Uno de los problemas que aquejan a las instituciones colombianas es la noción que se tiene de la unidad nacional. Se considera que con solo proclamarla en la Carta ya puede darse por descontada. Y no se entiende que la fractura de este concepto en cualquier zona del país erosiona gravemente su significado y alcance sistémicos. O por decirlo de otro modo, no hay unidad nacional a medias.
Al igual que ocurre con el derecho internacional humanitario (DIH), es decir, el principio central de que la violencia ejercida contra los civiles es un atentado contra la humanidad entera, sucede con el precepto interno e indivisible de la unidad nacional. De tal manera, cuando se produce una masacre como cualquiera de las que se han vuelto rutinarias, se afecta, a más del DIH, el criterio unitario de la nación colombiana que por supuesto es la base mínima para definir al país.
Así, las matanzas de los últimos días y del fin de semana en los departamentos de Antioquia, Norte de Santander y Santander del Sur, al lado de tantas otras que parecerían haberse convertido en paisaje dentro del convulsivo acontecer cotidiano, no pueden ser solo hechos dolorosísimos de lamentar. Esas perversas circunstancias, que comprometen la vida e integridad de los habitantes, acabando con niños y familias y que demuestran la incapacidad de cubrir el territorio por parte de las autoridades, son una herida, abierta y supurante, que desdice y lesiona el tejido constitucional.
Los 53 eventos de homicidios colectivos registrados en el Observatorio de Indepaz, en lo corrido de 2024 y casi en todos los lugares de la geografía, son, en efecto, un reflejo de la violencia y la insolvencia de las instituciones o quienes están al mando para neutralizarla. A ello se suman los 138 líderes comunitarios asesinados. Lo que muestra un pérfido escenario de darwinismo, donde termina por prevalecer la ley de la selva.

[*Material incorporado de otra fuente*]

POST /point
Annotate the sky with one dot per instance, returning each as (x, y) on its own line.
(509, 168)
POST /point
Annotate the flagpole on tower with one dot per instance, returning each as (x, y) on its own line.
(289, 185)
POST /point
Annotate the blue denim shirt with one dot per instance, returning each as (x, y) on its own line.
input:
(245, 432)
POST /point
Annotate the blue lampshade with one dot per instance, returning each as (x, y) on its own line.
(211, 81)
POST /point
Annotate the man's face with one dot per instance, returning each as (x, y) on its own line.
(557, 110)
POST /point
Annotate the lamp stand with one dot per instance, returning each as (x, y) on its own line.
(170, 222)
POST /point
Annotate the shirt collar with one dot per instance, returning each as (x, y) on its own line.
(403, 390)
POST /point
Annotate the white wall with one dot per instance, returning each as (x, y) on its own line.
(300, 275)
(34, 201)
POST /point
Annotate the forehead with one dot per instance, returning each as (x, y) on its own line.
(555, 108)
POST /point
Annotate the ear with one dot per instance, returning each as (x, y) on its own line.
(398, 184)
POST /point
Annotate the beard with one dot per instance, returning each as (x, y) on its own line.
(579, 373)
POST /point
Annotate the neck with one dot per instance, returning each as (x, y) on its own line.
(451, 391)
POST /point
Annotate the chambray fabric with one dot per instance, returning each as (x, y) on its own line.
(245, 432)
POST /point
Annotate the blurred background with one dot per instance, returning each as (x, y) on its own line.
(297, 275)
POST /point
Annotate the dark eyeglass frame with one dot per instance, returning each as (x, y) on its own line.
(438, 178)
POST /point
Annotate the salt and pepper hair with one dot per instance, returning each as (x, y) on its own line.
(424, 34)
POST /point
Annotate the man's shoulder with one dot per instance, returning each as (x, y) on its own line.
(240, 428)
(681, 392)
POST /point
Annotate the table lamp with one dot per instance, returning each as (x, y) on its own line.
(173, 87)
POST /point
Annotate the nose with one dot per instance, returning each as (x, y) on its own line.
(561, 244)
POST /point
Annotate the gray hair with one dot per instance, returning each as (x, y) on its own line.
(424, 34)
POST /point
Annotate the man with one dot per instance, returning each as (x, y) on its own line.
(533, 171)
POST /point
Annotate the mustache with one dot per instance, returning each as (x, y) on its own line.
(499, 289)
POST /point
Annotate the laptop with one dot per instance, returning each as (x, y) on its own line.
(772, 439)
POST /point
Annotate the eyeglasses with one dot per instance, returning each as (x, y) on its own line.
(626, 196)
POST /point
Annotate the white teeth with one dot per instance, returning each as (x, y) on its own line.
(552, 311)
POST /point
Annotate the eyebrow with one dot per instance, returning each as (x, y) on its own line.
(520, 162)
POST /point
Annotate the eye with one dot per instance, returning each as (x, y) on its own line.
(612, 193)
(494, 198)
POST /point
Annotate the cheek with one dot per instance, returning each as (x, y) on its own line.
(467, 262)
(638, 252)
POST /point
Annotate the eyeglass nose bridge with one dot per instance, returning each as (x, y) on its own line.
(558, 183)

De hecho, mientras más se inflama la retórica de la paz, más se burla la orden constitucional de que la vida es inviolable: matriz de los derechos fundamentales y factor ineludible de un país que se pretenda civilizado.
La contemporización con la violencia atenta contra la razón de ser de la Carta. Porque ella existe, según lo consignado en su contenido preliminar y la visión normativa de conjunto, “con el fin de fortalecer la unidad de la Nación”. No son palabras al aire. Se trata de la motivación y el espíritu de las leyes. Y por eso el Preámbulo es parte integral e inclusive superior de la estructura legal que, por tanto, se denomina Constitución Política de Colombia.
Si bien esta no trae la definición de Nación, se entiende que es el conjunto de la población y su territorio que, a su vez, se organiza políticamente como República unitaria y se desarrolla dentro del Estado social de derecho que asume. La fortaleza de la unidad nacional consiste, pues, en el devenir apropiado de los habitantes dentro de los linderos colombianos, comenzando por asegurar la vida, como lo obliga la Constitución. Es decir que, a partir de ahí, el llamado al fortalecimiento de la Nación, con base en esa promulgación taxativa de amparar la existencia y su plena integridad, es una declaración inobjetable y de la cual se derivan los demás elementos jurídicos que de antemano pierden vigor si no se garantiza ese principio básico.
Poco de eso es lo que hoy está ocurriendo. En cierta medida se pensó que la desactivación de grandes focos guerrilleros por vía del diálogo, cerca de hace un par de lustros, sería el momento preciso para recuperar el territorio colombiano a manos del Estado, con la debida protección de la población afectada y su progreso, y dar piso al sentido de Nación. No ha sido así.
Los elementos coercitivos estatales, fundamento del tratado de paz que se supone es la Constitución al tenor de la doctrina de Norberto Bobbio, señalada en su momento por la Corte Suprema de Justicia, suelen brillar por su ausencia en múltiples regiones del país. En esa vía, los habitantes sometidos al vaivén de las masacres, amenazas y la depredación, parecerían ciudadanos de una categoría menor. Y en esa misma dirección, surgen varios países, por decirlo así, con leyes y dictámenes diferentes, impropios y violatorios de la unidad nacional. O sea que Colombia sufre un temerario proceso de desnacionalización. No prevalece el Estado Social de Derecho, sino el ‘estado de violencia’.
Cada vez más, ciertamente, el país deja de lucir como la República unitaria que las normas exigen, por cuenta de enclaves criminales impenetrables. Difícil así hablar de Nación, con el territorio a las anchas de estos y con la población a la buena de Dios.